Another Coleman Lantern for Preps

Yeah, yeah, I know. It's a sickness. We're having neighborhood garage sale through the end of the week-end and my neighbor called last night and said he had a Coleman lantern I could have first shot at. He wanted $3 but it's a garage sale so I haggled with him and finally settled on $5. It's a May, 1972 model 200A.

If you pick any of these up here are a couple of tips for you.

1. Tap the tank. If it rings then it's a good empty tank. If it thunks, then it either has rust or fuel in it. Take the cap off. If there's no fuel, put it down and walk away. If you can see that it has slight rust inside then dump 40-60 BBs and a little fuel in it and shake the daylights out of it. The BBs will shine it right up. The hardest part of this is getting the BBs back out.

2. Always check the air intake tube. It's a favorite spot for spiders to build nests and they will choke the airflow right off. I've found about half of the lanterns have them. I use some braided automotive wire, skin about a 1/4 inch or so and bend the wires backwards.
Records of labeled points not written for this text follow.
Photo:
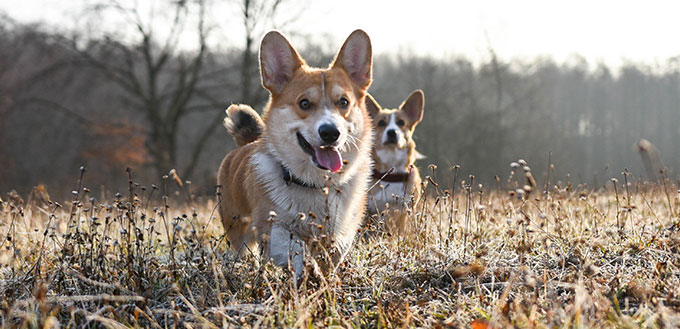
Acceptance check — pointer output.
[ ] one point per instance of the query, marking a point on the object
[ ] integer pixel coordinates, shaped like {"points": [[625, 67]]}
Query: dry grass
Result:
{"points": [[561, 257]]}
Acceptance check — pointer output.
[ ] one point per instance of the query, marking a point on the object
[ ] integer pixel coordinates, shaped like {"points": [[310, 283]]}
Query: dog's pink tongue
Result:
{"points": [[329, 158]]}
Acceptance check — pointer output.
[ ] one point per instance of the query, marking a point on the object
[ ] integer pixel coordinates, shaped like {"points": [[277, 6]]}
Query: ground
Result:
{"points": [[517, 256]]}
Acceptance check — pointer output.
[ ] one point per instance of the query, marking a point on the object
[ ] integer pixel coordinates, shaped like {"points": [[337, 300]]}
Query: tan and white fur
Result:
{"points": [[394, 156], [316, 126]]}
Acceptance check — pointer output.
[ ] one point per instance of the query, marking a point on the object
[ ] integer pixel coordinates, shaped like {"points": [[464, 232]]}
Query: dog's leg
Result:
{"points": [[285, 246]]}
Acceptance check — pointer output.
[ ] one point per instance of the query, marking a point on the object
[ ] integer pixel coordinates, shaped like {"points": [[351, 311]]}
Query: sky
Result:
{"points": [[611, 32]]}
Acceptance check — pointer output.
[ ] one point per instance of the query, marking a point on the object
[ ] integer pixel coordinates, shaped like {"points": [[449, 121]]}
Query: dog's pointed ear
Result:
{"points": [[372, 106], [413, 106], [278, 61], [356, 58]]}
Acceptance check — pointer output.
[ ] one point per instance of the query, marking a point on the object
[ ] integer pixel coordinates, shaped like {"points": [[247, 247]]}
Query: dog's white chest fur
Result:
{"points": [[390, 192], [341, 204], [394, 158]]}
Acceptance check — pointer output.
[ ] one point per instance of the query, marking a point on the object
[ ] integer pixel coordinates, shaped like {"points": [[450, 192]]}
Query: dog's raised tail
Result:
{"points": [[243, 124]]}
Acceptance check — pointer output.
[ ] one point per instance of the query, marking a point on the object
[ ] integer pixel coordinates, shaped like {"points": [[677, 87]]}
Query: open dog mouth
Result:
{"points": [[325, 157]]}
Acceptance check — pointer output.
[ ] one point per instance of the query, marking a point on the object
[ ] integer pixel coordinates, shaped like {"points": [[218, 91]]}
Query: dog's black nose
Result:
{"points": [[328, 133]]}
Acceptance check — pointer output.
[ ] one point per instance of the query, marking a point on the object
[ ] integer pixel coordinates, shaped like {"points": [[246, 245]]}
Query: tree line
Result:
{"points": [[111, 103]]}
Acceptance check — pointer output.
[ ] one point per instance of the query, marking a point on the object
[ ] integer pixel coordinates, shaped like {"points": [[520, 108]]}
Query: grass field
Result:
{"points": [[516, 255]]}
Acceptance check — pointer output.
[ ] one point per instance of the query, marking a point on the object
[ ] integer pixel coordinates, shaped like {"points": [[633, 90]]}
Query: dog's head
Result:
{"points": [[316, 118], [394, 127]]}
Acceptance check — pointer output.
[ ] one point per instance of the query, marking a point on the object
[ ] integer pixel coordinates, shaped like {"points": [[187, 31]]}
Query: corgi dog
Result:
{"points": [[296, 184], [394, 157]]}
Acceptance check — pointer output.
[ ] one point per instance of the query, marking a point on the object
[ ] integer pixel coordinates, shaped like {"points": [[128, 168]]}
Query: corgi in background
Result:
{"points": [[296, 184], [394, 156]]}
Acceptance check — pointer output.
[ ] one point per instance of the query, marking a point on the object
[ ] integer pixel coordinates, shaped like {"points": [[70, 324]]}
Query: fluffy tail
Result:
{"points": [[243, 124]]}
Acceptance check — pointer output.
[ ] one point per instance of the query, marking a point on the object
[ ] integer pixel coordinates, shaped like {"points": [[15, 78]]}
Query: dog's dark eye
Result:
{"points": [[305, 104], [343, 103]]}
I insert it into the fresh air tube and it will clean out any webs inside. If the lantern flares up and won't burn correctly, suspect a spider web.

3. Never store a lantern with gas inside the tank. For some reason it causes moisture and the tank will rust. Always empty the tank and let it dry out before storing it.

Here are some before and after pics of the latest addition to the preps family.

As purchased....



After about an hour. Completely disassembled, cleaned and reassembled.



And what it's supposed to do...

1 comment:

  1. It's a pretty 200a. I've got an ugly, raggedy dead paint burgundy that makes me happy. Other lanterns might be "better" but I love the 200a the most.